ME: An infertile, 34-year-old trying to "give birth" to a dissertation by February while also grappling with being childless in a child-driven world.

Saturday, July 10, 2010

Starting the Countdown

For almost four years, I've been doing the TTC countdown. This blog starts a new countdown as I focus on finishing my PhD while letting go of the dream of having a baby while in grad school (or maybe ever). The imagined future vanishes like whisps of smoke through my window, and I am trying to work in the here and now on what I can actually control. Which, it seems sometimes, is very little.

Most parts of my future are a big question mark. Where will I work when I'm done with the PhD? Where will we live? Will we parent or live child free? DH and I are now in a kind of holding pattern--not actively trying to conceive after failed meds, 3 IUIs, and an almost marriage meltdown. IVF is too expensive (financially and emotionally) for us right now, though remains an option for someday. Adoption is not an option for DH, though I hold out hope.

I've spent countless hours (when I am supposed to be a good academic and write, write, write) trolling through infertility blogs. I'm trying to make myself into an honest woman here and stop lurking and start sharing. I hope that a side benefit is that I'll get out all the BLAH emotions that I can't share with most of my friends and, maybe, just maybe, that will keep me from procrastinating so much on the things that I can control (like writing my dissertation).

So...here's today's countdown.
Episode 1: Enjoyed being at the farmer's market with a friend and her gorgeous two children produced for the most part while I've been TTC. Why is it always so bittersweet to hang out with parents? I think she is a great mom and her children are delightful. Still, it is so hard not to feel jealous because she is the image of what I wanted to be in grad school--the with-it mom who finishes her grad work AND is a fab mom.

It's hard to talk about the job market with her some--she is excited about moving on next year (we start applying for jobs in the fall), but I am still not sure what to do. I had imagined stretching out the PhD some with maternity leave, but now I am determined to finish on time. Yet, the thought of moving from the house I love (with the empty, freshly green painted spare/hoped-for baby's room) and this lovely, child-friendly universty town saddens me. I wish, like her, I had the ability to hope that everything will "just work out" next year. The cynical me thinks, "yes of course they will work out for you, dear woman who was able to time her pregnancies by the month." My hope vibes are just a bit worn down after the last few years.

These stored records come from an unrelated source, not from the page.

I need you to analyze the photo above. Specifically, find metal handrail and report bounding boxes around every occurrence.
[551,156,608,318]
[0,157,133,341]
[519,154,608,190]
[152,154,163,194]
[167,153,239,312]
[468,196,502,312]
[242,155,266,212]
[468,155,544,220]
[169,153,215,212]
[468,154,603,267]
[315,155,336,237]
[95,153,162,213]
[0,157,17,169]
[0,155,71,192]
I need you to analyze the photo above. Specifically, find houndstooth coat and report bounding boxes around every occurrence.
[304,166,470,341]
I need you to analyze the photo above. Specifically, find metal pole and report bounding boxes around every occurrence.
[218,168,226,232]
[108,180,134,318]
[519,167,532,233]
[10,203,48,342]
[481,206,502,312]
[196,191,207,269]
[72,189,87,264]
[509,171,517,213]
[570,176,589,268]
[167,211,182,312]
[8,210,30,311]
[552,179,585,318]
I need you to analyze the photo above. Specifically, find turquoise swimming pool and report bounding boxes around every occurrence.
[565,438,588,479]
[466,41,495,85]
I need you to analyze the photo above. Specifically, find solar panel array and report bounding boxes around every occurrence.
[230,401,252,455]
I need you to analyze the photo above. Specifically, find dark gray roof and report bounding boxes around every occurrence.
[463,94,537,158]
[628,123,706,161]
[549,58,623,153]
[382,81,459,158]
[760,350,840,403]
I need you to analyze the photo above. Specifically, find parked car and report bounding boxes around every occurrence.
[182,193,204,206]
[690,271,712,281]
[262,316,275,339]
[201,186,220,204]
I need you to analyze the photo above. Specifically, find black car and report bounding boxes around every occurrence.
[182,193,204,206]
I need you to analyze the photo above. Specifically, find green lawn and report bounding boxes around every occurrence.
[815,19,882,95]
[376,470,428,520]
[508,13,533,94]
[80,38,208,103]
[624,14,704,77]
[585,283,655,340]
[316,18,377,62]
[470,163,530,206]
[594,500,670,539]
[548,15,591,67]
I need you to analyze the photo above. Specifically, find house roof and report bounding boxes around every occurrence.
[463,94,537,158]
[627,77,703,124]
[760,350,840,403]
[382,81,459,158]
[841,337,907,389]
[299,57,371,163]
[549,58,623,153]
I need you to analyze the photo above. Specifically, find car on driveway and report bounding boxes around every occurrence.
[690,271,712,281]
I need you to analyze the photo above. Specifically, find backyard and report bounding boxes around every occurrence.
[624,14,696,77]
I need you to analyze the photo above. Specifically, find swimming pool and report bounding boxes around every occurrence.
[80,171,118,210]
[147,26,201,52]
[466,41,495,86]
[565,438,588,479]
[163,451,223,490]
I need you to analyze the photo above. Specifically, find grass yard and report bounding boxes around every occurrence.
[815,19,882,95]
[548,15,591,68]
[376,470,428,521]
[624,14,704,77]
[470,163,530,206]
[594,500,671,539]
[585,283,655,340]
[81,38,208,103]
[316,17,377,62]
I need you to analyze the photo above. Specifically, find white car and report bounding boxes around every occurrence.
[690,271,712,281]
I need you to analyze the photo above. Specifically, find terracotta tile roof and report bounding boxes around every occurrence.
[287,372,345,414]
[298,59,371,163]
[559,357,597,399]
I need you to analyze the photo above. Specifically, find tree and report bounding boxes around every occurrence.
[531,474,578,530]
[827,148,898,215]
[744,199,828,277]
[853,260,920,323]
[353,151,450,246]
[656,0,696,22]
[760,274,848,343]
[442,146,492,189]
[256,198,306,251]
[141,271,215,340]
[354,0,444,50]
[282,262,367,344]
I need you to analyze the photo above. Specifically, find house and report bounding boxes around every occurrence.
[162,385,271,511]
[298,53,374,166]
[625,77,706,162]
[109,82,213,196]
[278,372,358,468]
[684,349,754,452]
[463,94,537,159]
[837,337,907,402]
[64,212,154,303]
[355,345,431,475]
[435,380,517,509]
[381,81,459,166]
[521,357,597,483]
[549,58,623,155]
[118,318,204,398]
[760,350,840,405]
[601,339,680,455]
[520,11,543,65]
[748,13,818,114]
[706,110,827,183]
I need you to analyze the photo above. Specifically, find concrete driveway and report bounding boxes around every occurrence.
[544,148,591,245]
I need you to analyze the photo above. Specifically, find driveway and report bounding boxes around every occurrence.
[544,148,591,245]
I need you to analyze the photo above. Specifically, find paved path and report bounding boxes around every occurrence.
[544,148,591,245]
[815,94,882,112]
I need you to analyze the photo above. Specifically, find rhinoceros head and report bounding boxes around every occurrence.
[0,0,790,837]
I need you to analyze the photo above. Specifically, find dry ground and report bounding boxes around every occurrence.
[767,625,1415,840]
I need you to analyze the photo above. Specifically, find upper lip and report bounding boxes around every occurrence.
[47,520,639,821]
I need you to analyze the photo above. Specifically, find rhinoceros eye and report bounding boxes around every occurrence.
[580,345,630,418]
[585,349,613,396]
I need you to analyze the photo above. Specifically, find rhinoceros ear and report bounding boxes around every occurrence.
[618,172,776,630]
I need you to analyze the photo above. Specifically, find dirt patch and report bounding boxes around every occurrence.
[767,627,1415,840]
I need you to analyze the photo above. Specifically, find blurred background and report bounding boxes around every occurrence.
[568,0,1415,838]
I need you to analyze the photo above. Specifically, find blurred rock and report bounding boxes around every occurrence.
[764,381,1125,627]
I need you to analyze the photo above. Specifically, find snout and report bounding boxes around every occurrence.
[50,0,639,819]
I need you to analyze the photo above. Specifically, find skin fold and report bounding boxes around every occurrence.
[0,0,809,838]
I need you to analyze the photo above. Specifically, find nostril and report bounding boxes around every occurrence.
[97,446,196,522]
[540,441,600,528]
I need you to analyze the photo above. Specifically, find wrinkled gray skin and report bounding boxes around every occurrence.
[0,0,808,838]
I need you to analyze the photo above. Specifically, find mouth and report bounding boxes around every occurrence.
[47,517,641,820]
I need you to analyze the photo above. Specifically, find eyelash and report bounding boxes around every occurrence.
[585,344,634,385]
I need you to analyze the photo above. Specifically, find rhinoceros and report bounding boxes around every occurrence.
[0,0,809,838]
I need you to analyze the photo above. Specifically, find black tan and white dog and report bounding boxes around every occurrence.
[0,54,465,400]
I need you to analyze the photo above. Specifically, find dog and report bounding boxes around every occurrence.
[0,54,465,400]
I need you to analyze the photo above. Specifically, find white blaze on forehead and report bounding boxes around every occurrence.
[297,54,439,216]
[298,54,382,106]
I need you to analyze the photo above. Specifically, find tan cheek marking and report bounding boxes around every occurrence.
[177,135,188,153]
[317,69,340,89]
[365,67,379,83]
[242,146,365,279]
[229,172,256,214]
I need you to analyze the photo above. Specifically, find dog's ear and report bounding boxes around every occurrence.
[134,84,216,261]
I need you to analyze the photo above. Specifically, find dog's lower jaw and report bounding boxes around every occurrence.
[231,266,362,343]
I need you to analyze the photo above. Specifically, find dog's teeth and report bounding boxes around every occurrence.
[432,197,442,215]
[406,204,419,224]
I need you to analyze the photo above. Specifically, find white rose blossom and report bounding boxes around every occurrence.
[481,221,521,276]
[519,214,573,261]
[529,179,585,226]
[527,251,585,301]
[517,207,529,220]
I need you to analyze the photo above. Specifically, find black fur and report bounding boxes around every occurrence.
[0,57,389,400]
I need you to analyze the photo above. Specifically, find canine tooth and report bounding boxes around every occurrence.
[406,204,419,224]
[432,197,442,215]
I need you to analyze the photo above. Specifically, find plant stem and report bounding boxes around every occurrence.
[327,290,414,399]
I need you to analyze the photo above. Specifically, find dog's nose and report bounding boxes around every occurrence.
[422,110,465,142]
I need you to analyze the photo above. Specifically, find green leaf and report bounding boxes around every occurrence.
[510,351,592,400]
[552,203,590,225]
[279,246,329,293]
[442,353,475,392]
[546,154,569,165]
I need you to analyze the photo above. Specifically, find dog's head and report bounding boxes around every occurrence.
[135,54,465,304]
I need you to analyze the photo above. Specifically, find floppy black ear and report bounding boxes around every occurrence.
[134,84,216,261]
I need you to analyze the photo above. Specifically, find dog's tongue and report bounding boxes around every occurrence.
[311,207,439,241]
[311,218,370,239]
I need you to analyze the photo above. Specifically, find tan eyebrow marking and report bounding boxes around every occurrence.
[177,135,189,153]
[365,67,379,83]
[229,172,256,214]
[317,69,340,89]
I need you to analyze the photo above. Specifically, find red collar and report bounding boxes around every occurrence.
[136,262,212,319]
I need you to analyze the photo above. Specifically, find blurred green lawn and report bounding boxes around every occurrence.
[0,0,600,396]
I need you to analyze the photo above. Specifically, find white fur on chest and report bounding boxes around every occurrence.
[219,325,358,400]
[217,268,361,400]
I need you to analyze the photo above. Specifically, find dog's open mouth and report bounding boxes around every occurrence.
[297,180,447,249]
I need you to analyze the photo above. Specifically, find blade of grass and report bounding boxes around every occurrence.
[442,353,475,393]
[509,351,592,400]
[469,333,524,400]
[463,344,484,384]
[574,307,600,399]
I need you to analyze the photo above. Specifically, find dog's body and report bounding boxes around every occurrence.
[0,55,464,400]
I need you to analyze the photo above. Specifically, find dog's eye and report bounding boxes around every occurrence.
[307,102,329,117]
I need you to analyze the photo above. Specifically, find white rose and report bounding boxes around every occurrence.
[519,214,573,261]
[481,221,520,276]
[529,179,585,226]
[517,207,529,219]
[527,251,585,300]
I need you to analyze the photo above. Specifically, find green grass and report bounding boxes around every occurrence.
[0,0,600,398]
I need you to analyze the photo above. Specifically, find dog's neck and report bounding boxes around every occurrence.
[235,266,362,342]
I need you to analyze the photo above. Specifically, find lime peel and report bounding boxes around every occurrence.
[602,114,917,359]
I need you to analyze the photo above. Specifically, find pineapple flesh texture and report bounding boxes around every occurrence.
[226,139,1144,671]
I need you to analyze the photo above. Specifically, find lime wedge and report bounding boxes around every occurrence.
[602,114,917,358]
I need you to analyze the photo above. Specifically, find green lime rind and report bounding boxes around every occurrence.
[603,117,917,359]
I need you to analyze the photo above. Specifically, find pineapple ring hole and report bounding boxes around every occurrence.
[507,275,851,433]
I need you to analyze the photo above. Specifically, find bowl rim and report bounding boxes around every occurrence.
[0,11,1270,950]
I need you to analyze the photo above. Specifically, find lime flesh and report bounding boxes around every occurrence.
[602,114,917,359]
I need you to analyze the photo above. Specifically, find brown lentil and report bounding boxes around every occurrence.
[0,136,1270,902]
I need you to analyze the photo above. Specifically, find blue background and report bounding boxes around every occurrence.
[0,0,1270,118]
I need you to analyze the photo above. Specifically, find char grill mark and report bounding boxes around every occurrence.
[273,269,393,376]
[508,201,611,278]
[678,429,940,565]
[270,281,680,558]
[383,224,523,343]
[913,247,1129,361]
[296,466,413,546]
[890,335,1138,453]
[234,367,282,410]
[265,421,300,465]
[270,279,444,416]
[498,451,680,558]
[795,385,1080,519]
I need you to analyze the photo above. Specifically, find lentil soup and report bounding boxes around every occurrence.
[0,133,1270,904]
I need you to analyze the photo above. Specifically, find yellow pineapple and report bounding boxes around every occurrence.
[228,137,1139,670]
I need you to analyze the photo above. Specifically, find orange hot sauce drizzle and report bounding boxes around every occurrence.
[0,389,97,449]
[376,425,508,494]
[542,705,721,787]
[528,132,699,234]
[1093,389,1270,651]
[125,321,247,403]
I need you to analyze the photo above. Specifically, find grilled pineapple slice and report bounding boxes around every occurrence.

Episode 2: At home ready(?) to work on dissertation. I look at baby-obsessed posts and cute kid pics of my friends on Facebook. I open the Barren Babe blog and follow other recent links to read about child-free living, adoption, pregnancy after infertility, etc., etc. I imagine that Julia Child would tell me to stop reading so many blogs and get back to my work.

Episode 3: I decide that I should make this blog. Here I'll try to motivate myself by 1) venting my emotions; 2) tracking where I am with this dissertation baby (due date Feb. 2011).

Episode 4: So, the dissertation was first conceived (at a very early stage), Spring 2007. Proposal defended, Spring 2009. Data collection, Fall 2009. Analysis, Winter 2010. Writing, NOW: 1 chapter somewhat finalized, 6 more to go (several in gestational stages).

Okay, I'm going to drag myself out of the infertility/ttc countdown and work on this dissertation. Goal for today: finish chapter 5. It's about time I countdown to something that I can give birth to.